Anakon masih dapat memberikan penyediaan hipotesis, membuat prediksi, dan penjelasan
mengenai tingkah-laku belajar. Berkaitan dengan pengajaran bahasa Inggris sebagai B2,
Anakon dapat menjelaskan kesalahan berbahasa Inggris siswa secara aktual, terutama
kesalahan yang timbul akibat interferensi B1 siswa (Nemser, 1985). Howard Jackson (1985)

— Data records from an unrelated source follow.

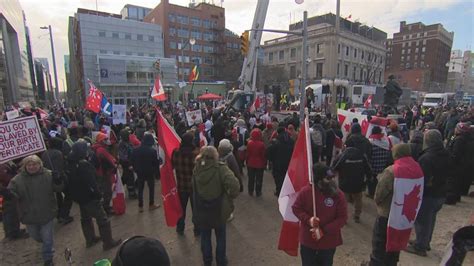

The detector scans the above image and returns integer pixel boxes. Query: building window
[202,19,212,29]
[204,56,214,65]
[176,15,189,24]
[278,50,285,61]
[316,63,323,79]
[290,66,296,79]
[169,28,176,36]
[290,48,296,59]
[202,45,214,53]
[189,18,201,27]
[191,30,202,40]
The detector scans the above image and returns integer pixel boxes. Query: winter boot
[99,222,122,251]
[81,220,100,248]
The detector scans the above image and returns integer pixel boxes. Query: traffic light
[240,30,249,55]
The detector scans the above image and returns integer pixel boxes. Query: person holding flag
[293,163,347,266]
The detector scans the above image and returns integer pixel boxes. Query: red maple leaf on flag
[395,185,421,223]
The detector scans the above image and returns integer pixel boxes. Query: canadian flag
[112,174,126,215]
[151,76,166,101]
[364,94,374,108]
[278,117,313,256]
[156,110,183,227]
[385,156,424,252]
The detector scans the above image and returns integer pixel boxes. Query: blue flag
[100,94,112,115]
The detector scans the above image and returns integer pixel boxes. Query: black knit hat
[112,236,170,266]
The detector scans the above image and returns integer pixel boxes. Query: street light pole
[40,25,59,101]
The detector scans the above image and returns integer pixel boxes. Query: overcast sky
[19,0,474,89]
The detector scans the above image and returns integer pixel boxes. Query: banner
[186,110,203,126]
[6,109,20,120]
[0,116,46,163]
[112,104,127,125]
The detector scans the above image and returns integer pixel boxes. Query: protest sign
[6,109,20,120]
[0,116,46,163]
[112,104,127,125]
[186,110,203,126]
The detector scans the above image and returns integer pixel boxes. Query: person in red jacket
[247,128,267,197]
[293,163,347,266]
[92,132,117,215]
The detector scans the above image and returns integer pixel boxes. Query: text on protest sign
[0,116,46,163]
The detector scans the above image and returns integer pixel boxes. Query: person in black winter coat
[346,124,372,159]
[131,134,160,212]
[266,127,295,197]
[406,129,453,256]
[66,140,122,250]
[333,145,372,223]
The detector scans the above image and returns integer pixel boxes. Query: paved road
[0,169,474,266]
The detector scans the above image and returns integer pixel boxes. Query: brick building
[144,0,240,81]
[385,21,454,92]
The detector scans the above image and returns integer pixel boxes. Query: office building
[0,0,34,108]
[263,13,387,84]
[68,8,176,105]
[385,21,454,92]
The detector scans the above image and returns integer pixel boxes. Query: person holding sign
[293,163,347,266]
[8,155,63,265]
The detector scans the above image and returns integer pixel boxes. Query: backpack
[193,165,224,229]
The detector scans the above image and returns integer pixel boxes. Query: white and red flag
[364,94,374,108]
[86,80,103,113]
[156,110,183,227]
[278,117,312,256]
[151,76,166,101]
[385,156,424,252]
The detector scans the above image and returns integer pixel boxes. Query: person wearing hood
[67,139,122,250]
[246,128,267,197]
[292,163,347,266]
[333,141,372,223]
[266,127,295,197]
[409,129,423,161]
[369,144,422,266]
[406,129,453,257]
[7,155,64,265]
[345,123,372,159]
[117,127,137,199]
[193,146,239,266]
[171,132,199,236]
[446,122,474,205]
[131,134,160,212]
[41,137,73,224]
[92,132,117,215]
[367,126,392,198]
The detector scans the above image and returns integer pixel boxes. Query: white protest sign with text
[0,116,46,163]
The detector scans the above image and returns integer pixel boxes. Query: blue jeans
[26,220,54,261]
[201,224,227,266]
[300,245,336,266]
[415,197,445,251]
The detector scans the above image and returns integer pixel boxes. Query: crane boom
[239,0,270,91]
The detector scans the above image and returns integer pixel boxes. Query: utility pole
[300,11,308,122]
[40,25,59,101]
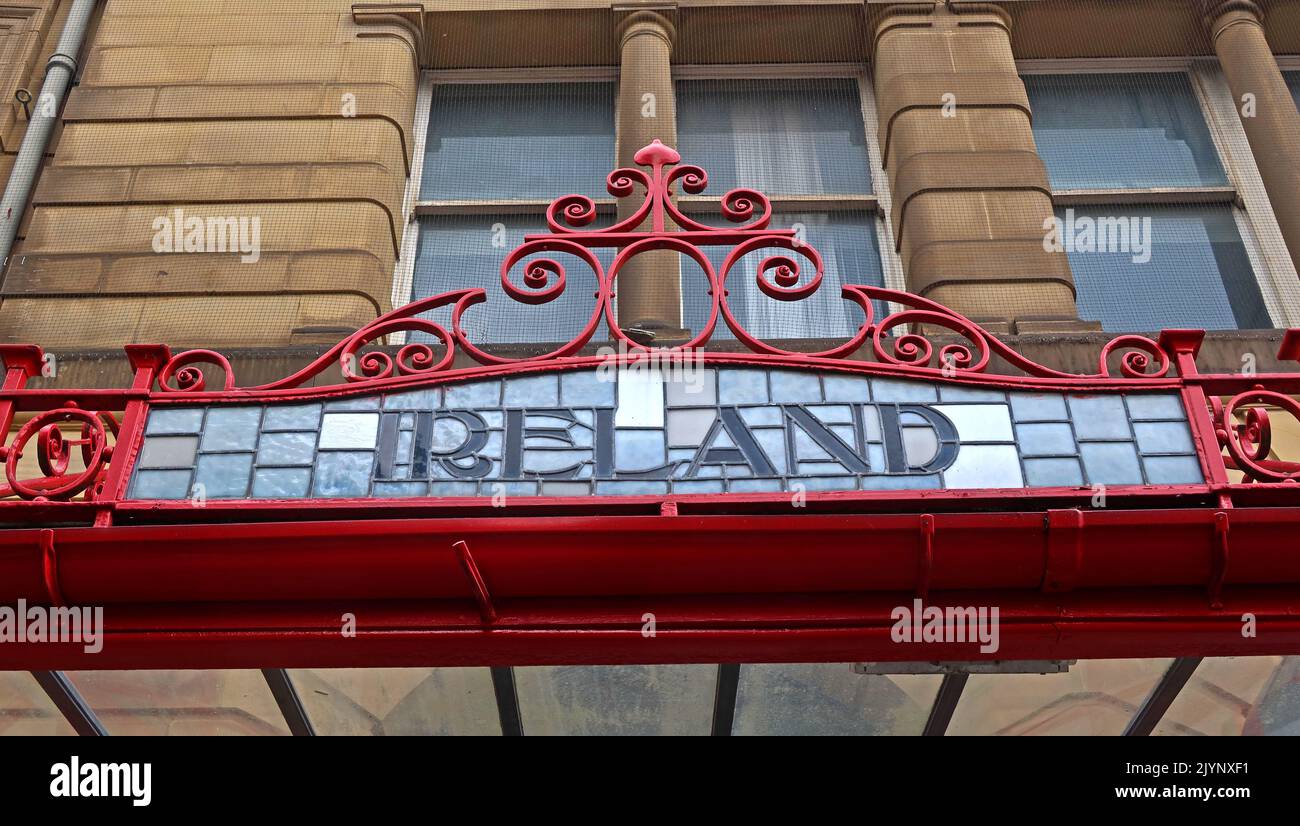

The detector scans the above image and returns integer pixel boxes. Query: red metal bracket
[452,541,497,626]
[917,514,935,601]
[1208,510,1229,609]
[1043,509,1083,593]
[40,528,68,607]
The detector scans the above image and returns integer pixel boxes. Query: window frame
[1015,57,1300,329]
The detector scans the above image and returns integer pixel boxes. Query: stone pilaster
[1204,0,1300,267]
[874,4,1096,332]
[615,10,685,343]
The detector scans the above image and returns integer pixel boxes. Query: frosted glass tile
[429,481,478,496]
[1070,395,1131,440]
[672,479,723,493]
[939,384,1006,405]
[261,405,321,433]
[1079,442,1143,485]
[753,429,785,473]
[203,407,261,453]
[384,390,439,410]
[257,433,316,466]
[664,367,718,407]
[312,452,374,497]
[144,408,203,436]
[935,405,1015,442]
[321,414,380,450]
[595,480,668,496]
[1134,421,1196,453]
[862,473,940,490]
[614,431,664,471]
[800,476,858,490]
[871,379,939,402]
[194,453,252,500]
[131,471,190,500]
[740,407,783,428]
[1143,457,1205,485]
[1015,421,1079,457]
[560,369,616,407]
[430,418,473,454]
[1010,393,1070,421]
[252,467,312,500]
[668,408,718,445]
[729,479,783,493]
[822,376,871,402]
[944,445,1024,489]
[542,481,592,496]
[771,369,822,405]
[443,380,501,410]
[524,450,592,473]
[504,375,560,407]
[325,395,380,410]
[1024,459,1083,488]
[718,369,768,405]
[806,405,853,426]
[139,436,199,468]
[902,428,939,467]
[374,481,429,500]
[614,369,663,428]
[1127,393,1187,421]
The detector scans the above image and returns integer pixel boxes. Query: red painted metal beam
[0,588,1300,670]
[0,509,1300,670]
[0,509,1300,605]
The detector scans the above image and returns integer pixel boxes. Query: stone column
[615,10,686,343]
[1203,0,1300,267]
[874,3,1100,333]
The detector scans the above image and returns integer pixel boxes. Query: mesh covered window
[412,213,616,343]
[420,83,615,200]
[1024,72,1227,190]
[676,78,883,340]
[1057,206,1273,332]
[681,212,884,340]
[676,78,872,195]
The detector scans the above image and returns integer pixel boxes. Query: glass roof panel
[0,671,77,736]
[948,659,1173,735]
[732,663,943,735]
[515,665,718,735]
[1156,657,1300,735]
[68,671,289,735]
[289,669,501,735]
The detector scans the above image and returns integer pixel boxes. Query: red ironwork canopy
[0,142,1300,670]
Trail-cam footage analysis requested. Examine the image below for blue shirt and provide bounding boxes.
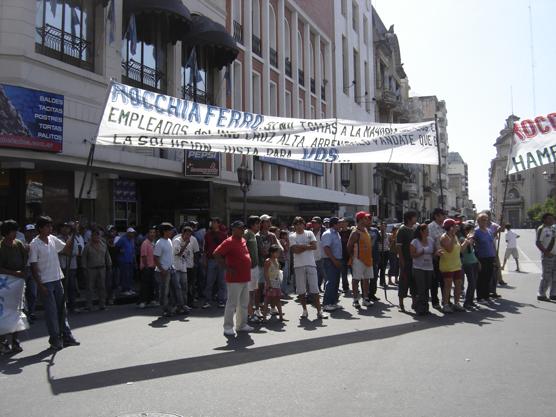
[116,236,135,264]
[320,227,342,260]
[475,227,496,258]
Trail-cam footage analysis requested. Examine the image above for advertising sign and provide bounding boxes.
[0,84,64,152]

mencoba membuktikan pernyataan di atas dengan mengetengahkan kasus pengajaran bahasa
Inggris sebagai bahasa kedua di Punjabi, India. Menurut beliau paling sedikit ada empat sistem
bahasa Punjabi yang menginterferensi pemakaian bahasa Inggris para siswa, yaitu (1) sistem
posesif, (2) bentuk tanya, (3) sistem kala (tenses), dan (4)kata ganti. Di Indonesia, ada lima
kesalahan yang biasa dibuat oleh siswa, yaitu (1) fonem g dan x di akhir kata, (2) bentuk tanya,
(3) sistem kala (tenses), (4) kata ganti, dan (5) kalimat tanya. Dengan kelima kesalahan yang
biasa ditunjukkan oleh siswa Indonesia, membuktikan bahwa Anakon dapat memprediksikan
kesalahan walaupun mungkin tidak secara tepat tetapi masih dapat menunjukkan butir-butir
perbedaan bahasa yang potensial mendatangkan interferensi B1 terhadap B2.

2.11 Rangkuman
Analisis kontrastif adalah kegiatan memperbandingkan struktur B1 dan B2 untuk
mengidentifikasi perbedaan kedua bahasa itu. Teori belajar yang berdasarkan psikologi
behavioris mendominasi Anakon. Anakon memiliki dua hipotesis, yaitu hipotesis bentuk kuat
dan hipotesis bentuk lemah. Rasional hipotesis Anakon menggunakan tiga sumber, yaitu (a
pengalaman guru bahasa kedua di lapangan, (2) kajian kontak bahasa dalam situasi
kedwibahasaan, dan (3) teroi belajar, terutama teori belajar yang berkaitan dengan trasnfer.
Hasil pengajaran B2 atau pengajaran bahasa asing belum memuaskan. Hal ini menimbulkan
tuntutan pedadogis yang tuntutan cara mengajarkan B2 yang paling efesien dan efektif.
Langkah kerja Anakon berkaitan dengan teori linguistik dan teori psikologis. Aspek linguistik
berkaitan dengan masalah perbandingan sedangkan aspek psikologis berkaitan dengan aspek
psikologis berkaitan dengan kesukaran belajar, kesalahan berbahasa, cara penyusunan bahan
pengajaran, cara penyampaian bahan pengajaran, dan penataan kelas. Pendekatan yang
berkaitan dengan linguistik ada dua, yaitu pendekatan polisistematik dan pendekatan
komparabilitas. Pendekatan linguistik juga ada dua, yaitu contack analisisin dicenti dan
pendekatan yang berkaitan dengan penyampaian yang sangat menekankan kepada
pembentukan kebiasaan. Dari pejelasan di atas, dapat disimpulkan bahwa Anakon memiliki
dua cakupan, yaitu cakupan linguistik dan cakupan psikologis. Kedua cakupan ini menjadi
sasaran kritik. Meskipun banyak mendapat kritik, Anakon tetap memiliki implikasi dalam kelas
pengajaran bahasa. Selain itu, Anakon juga dapat memprediksi butir tertentu dari suatu bahasa
yang potensial mendatangkan interferensi.